Autore: L'angolo della cultura Rubriche

La grande movida

La parola, anzi la palabra, del momento è «Movida». Tutti ne parlano, tutti ne scrivono, è l’ombelico del dibattito del giorno. Nata negli anni Ottanta a Madrid come movimento culturale e sociale per affermare le nuove libertà dopo il buio della lunga notte franchista, ben presto perse queste caratteristiche primarie evolvendosi in semplice fenomeno di costume internazionale, allargandosi alla godereccia Barcellona, a Ibiza e poi via via nel mondo, a sottolineare la grande voglia di aggregazione e di divertimento della gioventù e non solo. Liberatoria, rituale, vitalistica e rigorosamente notturna, come (l’errata) upupa foscoliana. Questa gioia di vivere e condividere chiacchiere e drink in fondo esiste da un pezzo. I ragazzi del «Piper» e delle «Latterie» milanesi (a metà degli Anni ‘60), delle «Gelaterie» romane (a partire dagli Anni ‘70), del «Bandiera gialla» di Rimini ma anche del Bar «Riviera» di Bari e di «Quelli della Salvarani», mitico raduno di adolescenti brufolosi brindisini (Anni ‘80), non rappresentano forse gli antesignani della gioventù mascherinata di oggi, sciamante lungo i navigli milanesi o il lungomare napoletano con la classica protesi birresca? Niente di nuovo sotto il sole dunque, nemmeno la storica (invidiosa?) insofferenza di noi adulti nei confronti di questa marea umana che vuol vivere la notte come se fosse l’ultima notte.

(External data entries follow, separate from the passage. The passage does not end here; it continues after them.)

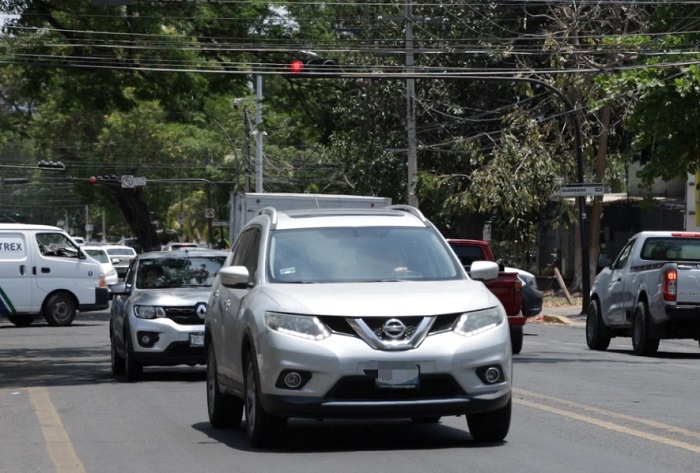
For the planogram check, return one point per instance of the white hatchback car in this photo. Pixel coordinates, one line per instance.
(353, 313)
(157, 313)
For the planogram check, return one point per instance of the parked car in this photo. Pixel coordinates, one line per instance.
(121, 257)
(157, 313)
(98, 253)
(354, 313)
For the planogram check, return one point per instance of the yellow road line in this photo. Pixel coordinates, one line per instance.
(611, 425)
(56, 438)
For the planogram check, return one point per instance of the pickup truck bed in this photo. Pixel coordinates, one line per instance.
(650, 292)
(507, 287)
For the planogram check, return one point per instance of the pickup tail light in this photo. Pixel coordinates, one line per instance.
(670, 285)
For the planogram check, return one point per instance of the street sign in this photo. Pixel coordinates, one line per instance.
(129, 182)
(581, 190)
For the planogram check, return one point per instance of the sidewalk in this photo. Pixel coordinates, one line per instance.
(565, 314)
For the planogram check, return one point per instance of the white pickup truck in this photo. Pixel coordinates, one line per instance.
(650, 292)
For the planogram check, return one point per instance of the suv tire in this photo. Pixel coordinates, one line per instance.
(491, 426)
(263, 429)
(224, 410)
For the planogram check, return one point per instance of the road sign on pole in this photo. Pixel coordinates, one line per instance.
(581, 190)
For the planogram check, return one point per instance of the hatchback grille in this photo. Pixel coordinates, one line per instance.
(183, 315)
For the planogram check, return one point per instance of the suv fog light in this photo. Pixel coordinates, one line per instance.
(291, 379)
(491, 374)
(147, 339)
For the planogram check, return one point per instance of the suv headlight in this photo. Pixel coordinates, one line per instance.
(472, 323)
(148, 311)
(303, 326)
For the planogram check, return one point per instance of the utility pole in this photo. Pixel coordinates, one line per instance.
(411, 109)
(246, 133)
(258, 134)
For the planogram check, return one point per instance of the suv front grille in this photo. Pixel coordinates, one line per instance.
(362, 388)
(183, 315)
(373, 330)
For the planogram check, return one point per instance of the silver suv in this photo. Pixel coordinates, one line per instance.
(350, 313)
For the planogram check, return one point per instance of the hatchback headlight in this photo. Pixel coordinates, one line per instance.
(148, 311)
(472, 323)
(303, 326)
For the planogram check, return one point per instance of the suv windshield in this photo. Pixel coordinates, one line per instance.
(352, 254)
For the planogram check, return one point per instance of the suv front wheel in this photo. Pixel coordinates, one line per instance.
(224, 410)
(263, 429)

Poi ci sono gli italianisti talebani che, oltre agli anglicismi, vorrebbero cassare ogni forestierismo, rendendo nudo, e un po’ ridicolo, il nostro amato idioma patrio. E come vogliamo chiamarla sta cosa, movimento? Oppure struscio, mossa, animazione, vita notturna, Mo’ vita, svago … Rischieremmo l’effetto Starace. Continuiamo a definirla movida e buonanotte al secchiello del ghiaccio.